Au temps qui passe, à la vie quasi normale et aux murs qui tombent. À la recherche de courages intériorisés. Écrire des scénarios réalistes et réalisables. Prologue. Dans un bar, un chauffeur de taxi montre une photographie de sa fille disparue aux quelques clients dispersés. Acte 1. Guido rêve depuis la tendre enfance de voyager dans l’espace. Son mépris des mathématiques et des sciences l’a toutefois mené à la politique municipale. À son bureau, il peine à rédiger son discours d’investiture. Acte 2. Sur le bureau de Guido, bien en évidence, le dossier de la fillette disparue, citoyenne non-votante de sa circonscription.

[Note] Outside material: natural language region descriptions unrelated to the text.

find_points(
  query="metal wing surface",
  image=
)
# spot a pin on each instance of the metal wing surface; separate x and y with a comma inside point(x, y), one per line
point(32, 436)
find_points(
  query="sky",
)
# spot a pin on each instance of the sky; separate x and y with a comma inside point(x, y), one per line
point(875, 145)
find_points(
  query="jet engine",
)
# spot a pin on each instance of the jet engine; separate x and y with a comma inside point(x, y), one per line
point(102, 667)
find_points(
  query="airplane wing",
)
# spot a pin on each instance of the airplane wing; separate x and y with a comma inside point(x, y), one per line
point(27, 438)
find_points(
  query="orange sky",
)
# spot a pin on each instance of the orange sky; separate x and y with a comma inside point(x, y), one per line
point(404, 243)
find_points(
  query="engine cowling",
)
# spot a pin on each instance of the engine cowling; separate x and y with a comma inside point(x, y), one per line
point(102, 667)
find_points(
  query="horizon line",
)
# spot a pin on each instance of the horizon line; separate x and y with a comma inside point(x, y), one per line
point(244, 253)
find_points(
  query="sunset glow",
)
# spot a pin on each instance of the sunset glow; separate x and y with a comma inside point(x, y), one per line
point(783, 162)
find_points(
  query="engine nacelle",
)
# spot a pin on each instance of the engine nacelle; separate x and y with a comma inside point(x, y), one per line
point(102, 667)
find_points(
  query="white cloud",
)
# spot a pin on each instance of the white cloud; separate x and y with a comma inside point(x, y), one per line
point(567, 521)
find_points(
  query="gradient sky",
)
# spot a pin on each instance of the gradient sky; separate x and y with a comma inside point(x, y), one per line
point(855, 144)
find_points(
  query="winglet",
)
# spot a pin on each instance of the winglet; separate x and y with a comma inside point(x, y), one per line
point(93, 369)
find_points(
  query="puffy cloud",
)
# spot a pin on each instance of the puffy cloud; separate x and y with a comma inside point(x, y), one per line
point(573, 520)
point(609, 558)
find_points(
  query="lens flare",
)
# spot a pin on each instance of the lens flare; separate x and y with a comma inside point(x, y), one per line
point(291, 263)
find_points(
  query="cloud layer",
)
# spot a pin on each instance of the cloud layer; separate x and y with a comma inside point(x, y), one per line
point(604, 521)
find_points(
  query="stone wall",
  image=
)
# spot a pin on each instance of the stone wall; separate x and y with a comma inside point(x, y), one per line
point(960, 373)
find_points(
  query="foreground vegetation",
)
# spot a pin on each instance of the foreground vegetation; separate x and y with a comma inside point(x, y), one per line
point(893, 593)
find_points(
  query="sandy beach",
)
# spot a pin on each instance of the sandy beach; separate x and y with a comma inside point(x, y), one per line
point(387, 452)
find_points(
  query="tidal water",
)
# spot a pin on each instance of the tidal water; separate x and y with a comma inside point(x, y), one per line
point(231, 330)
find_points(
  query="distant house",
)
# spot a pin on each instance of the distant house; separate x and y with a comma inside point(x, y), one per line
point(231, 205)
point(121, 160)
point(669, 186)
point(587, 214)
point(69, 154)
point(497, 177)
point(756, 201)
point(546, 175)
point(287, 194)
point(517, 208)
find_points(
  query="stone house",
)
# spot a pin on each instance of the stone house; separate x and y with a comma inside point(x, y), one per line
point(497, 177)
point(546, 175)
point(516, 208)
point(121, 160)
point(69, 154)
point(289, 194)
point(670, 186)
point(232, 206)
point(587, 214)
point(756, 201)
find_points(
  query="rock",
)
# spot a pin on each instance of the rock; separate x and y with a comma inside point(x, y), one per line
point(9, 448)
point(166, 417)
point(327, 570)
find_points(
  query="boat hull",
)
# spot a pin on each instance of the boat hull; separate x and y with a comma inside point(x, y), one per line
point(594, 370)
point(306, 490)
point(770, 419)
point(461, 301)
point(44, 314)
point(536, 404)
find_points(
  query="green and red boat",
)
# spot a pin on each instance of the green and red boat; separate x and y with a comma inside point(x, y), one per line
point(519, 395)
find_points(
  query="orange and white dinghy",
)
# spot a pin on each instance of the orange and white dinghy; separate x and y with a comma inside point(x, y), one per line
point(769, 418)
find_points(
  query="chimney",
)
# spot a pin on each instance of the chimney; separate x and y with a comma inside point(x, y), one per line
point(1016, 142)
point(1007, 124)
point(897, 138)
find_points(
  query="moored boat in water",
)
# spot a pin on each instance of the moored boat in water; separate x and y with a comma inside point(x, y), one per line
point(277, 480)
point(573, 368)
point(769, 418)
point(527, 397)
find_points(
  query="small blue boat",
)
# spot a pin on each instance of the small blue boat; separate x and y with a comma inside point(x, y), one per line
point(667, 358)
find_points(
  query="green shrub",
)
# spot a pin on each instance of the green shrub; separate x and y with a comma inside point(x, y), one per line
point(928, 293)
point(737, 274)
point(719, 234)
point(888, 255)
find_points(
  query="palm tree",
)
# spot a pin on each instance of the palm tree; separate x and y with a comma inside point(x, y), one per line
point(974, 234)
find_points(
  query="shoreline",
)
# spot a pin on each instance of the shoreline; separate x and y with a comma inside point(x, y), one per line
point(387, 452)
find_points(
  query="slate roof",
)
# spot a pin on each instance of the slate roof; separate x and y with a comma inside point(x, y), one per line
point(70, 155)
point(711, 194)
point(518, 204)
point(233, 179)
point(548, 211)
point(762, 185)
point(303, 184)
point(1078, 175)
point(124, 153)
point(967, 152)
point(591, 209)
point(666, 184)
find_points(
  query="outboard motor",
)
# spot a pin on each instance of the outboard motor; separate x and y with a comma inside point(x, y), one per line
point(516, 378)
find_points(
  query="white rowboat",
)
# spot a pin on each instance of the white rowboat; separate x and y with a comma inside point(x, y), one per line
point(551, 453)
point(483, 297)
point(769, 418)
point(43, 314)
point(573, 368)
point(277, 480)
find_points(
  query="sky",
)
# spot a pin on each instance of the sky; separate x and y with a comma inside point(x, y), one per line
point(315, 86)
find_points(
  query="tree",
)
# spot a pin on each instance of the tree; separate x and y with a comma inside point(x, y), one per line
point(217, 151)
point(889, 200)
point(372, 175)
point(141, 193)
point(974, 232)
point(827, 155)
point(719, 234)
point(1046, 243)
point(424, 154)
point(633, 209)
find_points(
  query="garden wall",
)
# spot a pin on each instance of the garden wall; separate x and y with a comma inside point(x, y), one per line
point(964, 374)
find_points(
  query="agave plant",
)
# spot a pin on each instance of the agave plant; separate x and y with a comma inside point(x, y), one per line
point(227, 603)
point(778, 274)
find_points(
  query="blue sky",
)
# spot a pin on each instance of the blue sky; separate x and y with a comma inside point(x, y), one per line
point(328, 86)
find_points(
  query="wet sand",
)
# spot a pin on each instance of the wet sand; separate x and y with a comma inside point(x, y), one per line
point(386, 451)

Acte 3. Des actions, des choses, un chien errant, une mine abandonnée, en plan-séquence. Quatrième acte. On ne sait plus qui est le personnage principal. Le coq qui se promenait à l’arrière-plan du bar lors de la scène d’ouverture semble soudainement plus important. Retour en arrière. Il est révélé que le père de Guido était militaire. Épilogue : la femme qui lavait les vêtements du colonel dans le flash back militaire, est assise à un bureau. Elle mange du poulet. On comprend que c’est l’animal du début. Trouver des réponses. Y répondre et passer à autre chose. Y répondre et espérer autre chose. Un exposé incohérent et paisible sur les liens entre mémoire et politique (en 16mm).

J’ai la colère douce, la révolte tranquille. La mémoire pour la révolution. En surface c’est très très doux. Peut-être trop. Probablement pas.